Kolkata:The P V Narasimha Rao government in the 1990s had been on the verge of bringing to India the ashes, believed to be the mortal remains of Subhas Chandra Bose now kept at the Renkoji Temple in Japan, but was dissuaded from doing so due to an intelligence report, which warned that controversy surrounding the issue could lead to riots in Kolkata, a grandnephew of Netaji said.
Making a fervent plea for bringing back the ashes kept in an urn in the Buddhist shrine in Tokyo since September 1945, Ashish Ray, also an author and researcher on the legendary freedom fighter, said the legal rights to the mortal remains should belong to Netaji's daughter Prof. Anita Bose Pfaf, an economist living in Germany, and the Indian government should allow her to take charge of it.

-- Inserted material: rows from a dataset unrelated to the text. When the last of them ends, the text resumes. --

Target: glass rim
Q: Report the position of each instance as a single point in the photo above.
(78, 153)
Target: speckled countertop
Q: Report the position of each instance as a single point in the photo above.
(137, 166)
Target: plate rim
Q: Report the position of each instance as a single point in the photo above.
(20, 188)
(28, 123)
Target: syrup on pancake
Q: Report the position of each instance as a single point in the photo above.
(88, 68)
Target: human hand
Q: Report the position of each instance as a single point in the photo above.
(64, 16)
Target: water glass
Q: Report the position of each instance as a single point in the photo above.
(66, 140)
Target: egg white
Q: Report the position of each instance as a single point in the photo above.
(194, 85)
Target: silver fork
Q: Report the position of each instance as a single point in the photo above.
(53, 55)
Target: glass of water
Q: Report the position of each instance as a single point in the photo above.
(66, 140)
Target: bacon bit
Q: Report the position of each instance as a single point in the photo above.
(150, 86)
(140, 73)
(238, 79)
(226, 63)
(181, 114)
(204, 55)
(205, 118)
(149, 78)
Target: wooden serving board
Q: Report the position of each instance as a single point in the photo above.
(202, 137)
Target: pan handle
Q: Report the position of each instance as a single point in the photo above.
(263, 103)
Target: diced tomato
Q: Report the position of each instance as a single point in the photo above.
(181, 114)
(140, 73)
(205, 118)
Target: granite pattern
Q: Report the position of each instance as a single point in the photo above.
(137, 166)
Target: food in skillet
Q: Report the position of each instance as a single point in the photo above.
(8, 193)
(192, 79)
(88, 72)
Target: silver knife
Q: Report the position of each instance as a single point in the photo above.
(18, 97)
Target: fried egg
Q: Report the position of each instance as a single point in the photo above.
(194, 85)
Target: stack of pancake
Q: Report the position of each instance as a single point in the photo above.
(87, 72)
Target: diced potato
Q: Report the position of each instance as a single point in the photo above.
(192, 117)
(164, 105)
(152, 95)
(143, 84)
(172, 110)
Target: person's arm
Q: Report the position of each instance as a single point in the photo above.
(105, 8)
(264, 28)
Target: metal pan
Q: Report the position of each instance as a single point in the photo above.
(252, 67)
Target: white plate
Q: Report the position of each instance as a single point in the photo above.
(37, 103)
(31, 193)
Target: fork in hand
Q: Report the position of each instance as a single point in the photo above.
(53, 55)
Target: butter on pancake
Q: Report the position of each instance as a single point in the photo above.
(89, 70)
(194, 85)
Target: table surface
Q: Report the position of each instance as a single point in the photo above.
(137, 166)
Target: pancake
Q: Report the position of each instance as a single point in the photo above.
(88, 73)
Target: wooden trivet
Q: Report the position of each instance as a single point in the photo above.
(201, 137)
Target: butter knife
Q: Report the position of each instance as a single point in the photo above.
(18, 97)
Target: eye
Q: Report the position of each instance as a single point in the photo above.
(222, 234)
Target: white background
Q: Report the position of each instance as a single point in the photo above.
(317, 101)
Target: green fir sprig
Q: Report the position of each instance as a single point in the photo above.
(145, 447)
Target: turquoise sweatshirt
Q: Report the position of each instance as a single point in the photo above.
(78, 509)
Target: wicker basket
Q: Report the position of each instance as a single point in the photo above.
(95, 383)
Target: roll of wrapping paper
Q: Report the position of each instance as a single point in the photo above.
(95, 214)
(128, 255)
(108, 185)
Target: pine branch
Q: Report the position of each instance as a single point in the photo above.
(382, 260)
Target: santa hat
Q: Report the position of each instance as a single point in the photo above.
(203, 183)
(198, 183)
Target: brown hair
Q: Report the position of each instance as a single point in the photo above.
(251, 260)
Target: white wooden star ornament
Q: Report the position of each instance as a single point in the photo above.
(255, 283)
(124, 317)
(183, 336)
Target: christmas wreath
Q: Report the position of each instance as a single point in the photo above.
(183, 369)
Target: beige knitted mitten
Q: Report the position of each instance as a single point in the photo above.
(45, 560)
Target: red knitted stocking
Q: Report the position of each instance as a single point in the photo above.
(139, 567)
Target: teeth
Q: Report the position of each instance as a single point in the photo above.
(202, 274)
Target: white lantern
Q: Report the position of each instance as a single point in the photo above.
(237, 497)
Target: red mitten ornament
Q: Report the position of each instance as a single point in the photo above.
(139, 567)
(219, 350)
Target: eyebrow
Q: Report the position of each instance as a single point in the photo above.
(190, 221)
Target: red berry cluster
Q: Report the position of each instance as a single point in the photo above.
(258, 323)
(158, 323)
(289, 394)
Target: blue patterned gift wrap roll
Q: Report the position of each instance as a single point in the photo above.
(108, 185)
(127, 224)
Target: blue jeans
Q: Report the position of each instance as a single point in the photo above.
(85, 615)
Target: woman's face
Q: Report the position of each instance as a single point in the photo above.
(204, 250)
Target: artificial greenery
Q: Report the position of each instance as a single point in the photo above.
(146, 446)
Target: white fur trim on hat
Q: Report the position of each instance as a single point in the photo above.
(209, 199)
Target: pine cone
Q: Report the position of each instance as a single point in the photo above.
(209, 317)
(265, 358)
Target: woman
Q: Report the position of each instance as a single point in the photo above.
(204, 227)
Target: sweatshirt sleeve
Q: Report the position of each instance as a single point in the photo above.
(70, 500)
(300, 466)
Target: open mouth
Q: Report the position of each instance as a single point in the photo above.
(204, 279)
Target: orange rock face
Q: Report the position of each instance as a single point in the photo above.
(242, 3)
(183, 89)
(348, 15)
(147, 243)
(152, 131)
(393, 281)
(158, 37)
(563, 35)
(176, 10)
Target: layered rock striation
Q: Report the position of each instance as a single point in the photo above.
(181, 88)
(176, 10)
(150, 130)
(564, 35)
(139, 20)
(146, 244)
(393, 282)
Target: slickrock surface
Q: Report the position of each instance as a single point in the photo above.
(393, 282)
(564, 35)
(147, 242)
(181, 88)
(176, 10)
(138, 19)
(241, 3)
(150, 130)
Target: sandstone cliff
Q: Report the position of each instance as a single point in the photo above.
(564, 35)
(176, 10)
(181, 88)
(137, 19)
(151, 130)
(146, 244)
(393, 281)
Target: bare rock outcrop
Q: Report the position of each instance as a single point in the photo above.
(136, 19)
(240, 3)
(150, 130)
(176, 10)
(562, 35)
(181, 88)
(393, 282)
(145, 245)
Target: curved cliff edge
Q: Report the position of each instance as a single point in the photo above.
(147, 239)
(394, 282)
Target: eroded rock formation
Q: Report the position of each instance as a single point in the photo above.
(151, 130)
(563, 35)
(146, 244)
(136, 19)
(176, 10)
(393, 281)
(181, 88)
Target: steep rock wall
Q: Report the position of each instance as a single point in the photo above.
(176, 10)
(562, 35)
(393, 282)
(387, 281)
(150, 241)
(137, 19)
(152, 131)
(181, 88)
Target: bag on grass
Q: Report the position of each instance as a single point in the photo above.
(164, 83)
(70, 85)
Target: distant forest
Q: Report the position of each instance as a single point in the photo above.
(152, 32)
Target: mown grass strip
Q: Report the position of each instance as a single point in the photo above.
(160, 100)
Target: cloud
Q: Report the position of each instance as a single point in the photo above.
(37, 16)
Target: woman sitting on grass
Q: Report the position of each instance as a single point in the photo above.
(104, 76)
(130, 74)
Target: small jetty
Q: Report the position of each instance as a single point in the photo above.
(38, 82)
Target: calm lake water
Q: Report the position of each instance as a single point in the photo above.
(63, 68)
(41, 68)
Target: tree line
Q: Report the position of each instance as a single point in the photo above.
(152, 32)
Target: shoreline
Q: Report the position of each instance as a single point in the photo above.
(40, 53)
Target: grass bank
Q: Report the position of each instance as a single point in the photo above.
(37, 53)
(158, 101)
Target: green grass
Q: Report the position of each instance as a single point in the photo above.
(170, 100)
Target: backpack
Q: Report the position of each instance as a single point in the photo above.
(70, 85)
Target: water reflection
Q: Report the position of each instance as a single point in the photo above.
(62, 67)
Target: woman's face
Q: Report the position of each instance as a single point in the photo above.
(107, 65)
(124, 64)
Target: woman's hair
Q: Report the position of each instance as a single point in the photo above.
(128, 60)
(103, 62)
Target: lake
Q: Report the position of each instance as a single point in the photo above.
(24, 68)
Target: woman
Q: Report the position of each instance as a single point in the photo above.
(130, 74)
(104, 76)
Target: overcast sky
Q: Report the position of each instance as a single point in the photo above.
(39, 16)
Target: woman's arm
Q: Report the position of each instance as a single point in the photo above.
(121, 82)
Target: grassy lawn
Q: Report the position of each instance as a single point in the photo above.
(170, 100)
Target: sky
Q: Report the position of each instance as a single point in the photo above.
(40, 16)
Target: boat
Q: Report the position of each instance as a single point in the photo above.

Ray was speaking at a virtual seminar to commemorate the 78th anniversary of the founding of the Azad Hind Government by Bose, on Thursday, organised by the Indo-Japan Samurai Centre in collaboration with the Ministry of External Affairs.
The author whose books include ‘Laid to Rest' on the controversy over Netaji's death, said a high-powered committee that included Pranab Mukherjee, who later became India's President, was set up by then Prime Minister Narasimha Rao to look into the issue of bringing back the ashes.
However, “the Intelligence Bureau came up with a report warning of possible riots in Kolkata” over the issue, as many in the country believed in theories that Bose did not die in a plane crash on August 18, 1945 in Taipei, he said.
Among the theories floated are that Netaji survived the crash or it never happened and he was later incarcerated in a Soviet prison. Other hypotheses have it that Bose returned to India and lived as a ‘Sadhu' (monk), which has even spawned a popular Bengali film.
Prof. Sugata Bose, former MP and Gardiner Chair of Oceanic History and Affairs at Harvard University and author of several scholarly works on Bose, also speaking at the seminar, said “the meaningless controversy over Netaji's death should end.”